Validate intrinsics for clang/LLVM

Question

Validate intrinsics for clang/LLVM

walbourn opened this issue 5 years ago · comments

Need to verify the DirectXMath intrinsics usage works with clang/LLVM for ARM and SSE.

Chuck Walbourn · Answer 1 · Sat Jun 22 2019 05:25:58 GMT+0800 (China Standard Time)

The Intel code path works generally, but XMVerifyCPUSupport needs updating for slight differences in __cpuid and __cpuidex.

See this commit

Also needed this and this.

Chuck Walbourn · Answer 2 · Sat Jun 22 2019 05:43:10 GMT+0800 (China Standard Time)

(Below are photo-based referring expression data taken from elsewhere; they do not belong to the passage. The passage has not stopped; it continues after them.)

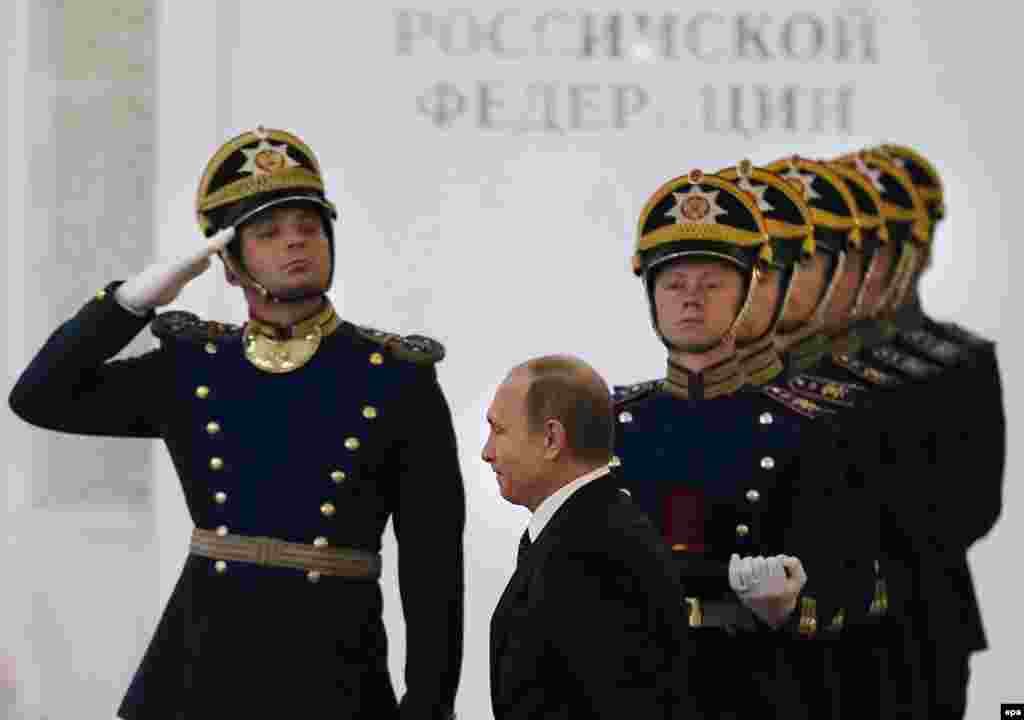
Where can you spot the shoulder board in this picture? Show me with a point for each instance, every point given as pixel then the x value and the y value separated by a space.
pixel 965 336
pixel 803 406
pixel 864 371
pixel 178 325
pixel 911 366
pixel 944 351
pixel 828 391
pixel 416 348
pixel 623 394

Updated the logic so that if you set -mf16c for clang/LLVM, I'll enable F16C intrinsics.

See this commit

Note _XM_F16C_INTRINSICS_ won't build with clang/LLVM unless __F16C__ is defined via -mf16c or -mavx2.

Chuck Walbourn · Answer 3 · Wed Jun 26 2019 00:17:22 GMT+0800 (China Standard Time)

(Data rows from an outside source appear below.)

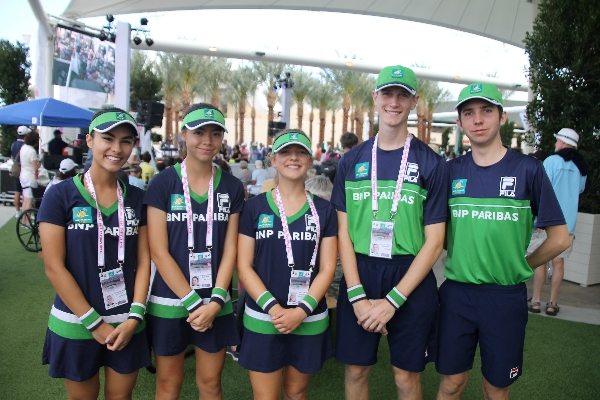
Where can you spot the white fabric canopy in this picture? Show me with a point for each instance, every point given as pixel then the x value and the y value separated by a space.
pixel 503 20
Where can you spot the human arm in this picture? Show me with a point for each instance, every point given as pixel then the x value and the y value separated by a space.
pixel 557 241
pixel 383 309
pixel 121 336
pixel 202 318
pixel 53 242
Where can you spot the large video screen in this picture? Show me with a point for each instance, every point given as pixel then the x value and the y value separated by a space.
pixel 82 61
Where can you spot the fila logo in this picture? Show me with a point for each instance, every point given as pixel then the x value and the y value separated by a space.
pixel 508 185
pixel 412 172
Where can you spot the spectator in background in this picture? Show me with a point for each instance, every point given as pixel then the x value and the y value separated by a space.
pixel 567 171
pixel 135 174
pixel 57 145
pixel 66 170
pixel 15 150
pixel 348 141
pixel 30 164
pixel 147 168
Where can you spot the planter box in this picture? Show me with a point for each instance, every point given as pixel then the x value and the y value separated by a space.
pixel 583 265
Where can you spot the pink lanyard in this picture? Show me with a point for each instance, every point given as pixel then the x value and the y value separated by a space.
pixel 399 181
pixel 188 209
pixel 100 222
pixel 286 230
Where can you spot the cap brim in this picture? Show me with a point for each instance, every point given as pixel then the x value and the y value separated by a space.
pixel 107 126
pixel 494 102
pixel 407 88
pixel 200 123
pixel 293 143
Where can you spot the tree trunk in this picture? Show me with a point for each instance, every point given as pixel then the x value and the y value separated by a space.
pixel 300 109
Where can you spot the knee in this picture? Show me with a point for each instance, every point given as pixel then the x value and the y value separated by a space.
pixel 452 385
pixel 406 380
pixel 355 373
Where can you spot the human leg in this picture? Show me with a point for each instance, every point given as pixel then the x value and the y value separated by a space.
pixel 295 384
pixel 118 386
pixel 491 392
pixel 169 376
pixel 266 385
pixel 557 277
pixel 539 277
pixel 84 390
pixel 209 367
pixel 408 384
pixel 452 386
pixel 356 382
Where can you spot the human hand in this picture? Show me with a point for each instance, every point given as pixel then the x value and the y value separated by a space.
pixel 121 335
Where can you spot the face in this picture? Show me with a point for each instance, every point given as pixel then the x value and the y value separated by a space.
pixel 292 162
pixel 203 143
pixel 393 104
pixel 481 121
pixel 111 149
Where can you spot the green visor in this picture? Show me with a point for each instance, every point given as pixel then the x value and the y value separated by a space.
pixel 110 119
pixel 482 91
pixel 290 138
pixel 204 116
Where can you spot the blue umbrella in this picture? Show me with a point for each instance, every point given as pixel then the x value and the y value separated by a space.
pixel 45 112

MSVC's ARM compiler doesn't validate the types of ARM-NEON intrinsics. I tested it with clang, and fixed these in this commit

Chuck Walbourn · Answer 4 · Wed Jun 26 2019 00:18:27 GMT+0800 (China Standard Time)

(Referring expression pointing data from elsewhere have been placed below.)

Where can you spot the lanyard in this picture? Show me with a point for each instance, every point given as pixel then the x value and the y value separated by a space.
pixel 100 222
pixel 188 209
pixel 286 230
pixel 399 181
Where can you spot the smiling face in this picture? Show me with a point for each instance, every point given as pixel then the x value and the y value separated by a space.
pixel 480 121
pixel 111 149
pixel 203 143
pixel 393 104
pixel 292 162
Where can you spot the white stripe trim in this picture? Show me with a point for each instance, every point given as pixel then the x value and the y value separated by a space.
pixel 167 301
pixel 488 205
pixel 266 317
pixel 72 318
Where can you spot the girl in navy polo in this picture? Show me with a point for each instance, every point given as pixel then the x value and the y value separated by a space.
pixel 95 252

Updated to use the clang native platform defines as well as a few minor fixes for intrinsics use for ARM in this commit.

Chuck Walbourn · Answer 5 · Thu Aug 01 2019 01:32:00 GMT+0800 (China Standard Time)

Note to validate ARM, the "ex" versions of the ARM intrinsics need fix-ups:

#define vld1_u32_ex(x,a) vld1_u32(x)
#define vld1_f32_ex(x,a) vld1_f32(x)
#define vld1q_u32_ex(x,a) vld1q_u32(x)
#define vld1q_f32_ex(x,a) vld1q_f32(x)

#define vld4_f32_ex(x,a) vld4_f32(x)

#define vst1_u32_ex(x,y,a) vst1_u32(x,y)
#define vst1_f32_ex(x,y,a) vst1_f32(x,y)
#define vst1q_u32_ex(x,y,a) vst1q_u32(x,y)
#define vst1q_f32_ex(x,y,a) vst1q_f32(x,y)

Also needed a intrinsic fix-up:

#define vacle_f32(x,y) vcle_f32(vabs_f32(x),vabs_f32(y))
#define vacleq_f32(x,y) vcleq_f32(vabsq_f32(x),vabsq_f32(y))

Chuck Walbourn · Answer 6 · Mon Mar 09 2020 13:11:45 GMT+0800 (China Standard Time)

So the ex versions are an MSVC extension.

VACLE is a pseduo-instruction so only MSVC has an intrinsics for it.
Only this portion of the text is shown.